ENG
ENG
Yazmak içini açmaktır

Yazmak içini açmaktır

Yazar Juila Cameron’ın 1992 yılında çıkan "Sanatçının Yolu" kitabı bu bağlamda çok önemli bir kaynak. Bu kitapta kendisinin bahsettiği “morning pages (sabah sayfaları)” sabah kalkar kalkmaz, hatta yüzümüzü yıkar yıkamaz, başka hiçbir şey yapmadan, 3 sayfa elimizi kaldırmadan hızlıca yazı yazmayı içeriyor. 

 

Burada yazının belli bir düzende olmasına gerek yok. O anda bilincimizde akan şeyleri hiçbir kısıtlama olmadan kağıda aktarıyoruz.

 

Günlük tutmak ile sabah sayfaları arasındaki en büyük fark, sabah sayfalarını kimseye göstermeyecek olmamız. Hatta bunları kendimiz bile tekrar okumuyoruz. O yüzden de burada önemli olan "yazma hali" oluyor ve zihnimizdeki karman çorman düşünceler yavaş yavaş toparlanıyor, ruhumuz rahatlıyor ve stresimiz azalıyor.

 

Güne daha net ve berrak olarak başlıyoruz. 

 

Burda bir püf nokta var.🌟

 

İlk başta yazacak bir şey bulmakta zorlayabiliriz. O yüzden içimizden gelen ilk şeyi yazarak başlıyoruz.

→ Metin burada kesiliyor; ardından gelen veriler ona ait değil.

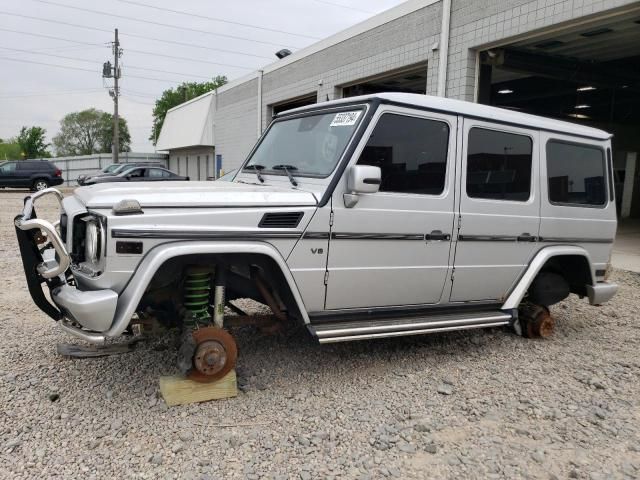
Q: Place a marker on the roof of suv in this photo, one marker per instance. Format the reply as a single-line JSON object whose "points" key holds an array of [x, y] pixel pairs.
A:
{"points": [[471, 109]]}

Zaten kendi  kelimeler birbirini kendiliğinden takip ediyor. 

 

Sabah sayfaları için adı üstünde sabah saatleri çok ideal.  Daha günlük koşuşturmaya başlamadan ve evdekiler uyanmadan kendimize  ayırabileceğimiz bir zaman dilimi.Bu arada,  kullandığımız kalem, kurşun kalem değil, kolay akan, kolay yazan bir kalem olmalı.

 

Yazmaya nasıl başlıyoruz? 

 

Zihnimizde ne varsa, ruhumuzda ne varsa saçma, anlamsız, öfkeli, basit demeden yazıyoruz.

 

Bunları kimsenin görmeyeceğine ve bizim de okumayacağımızı da aklımızda tutarak rahat bir şekilde akışa giriyoruz. 3 sayfa sonra duruyoruz. Yani parmaklarımızı ellerimizi aşırı yormuyoruz. 

 

Burada önemli olan bir nokta hata yapmak ya da yanlış yapmak diye bir şey yok. Bu sabah sayfalarını deneyimleyenler daha sakin daha huzurlu hissettiklerini ve gün içerisinde daha netlikle odaklanabildiklerini ifade ediyorlar. Siz de deneyip görmek ister misiniz?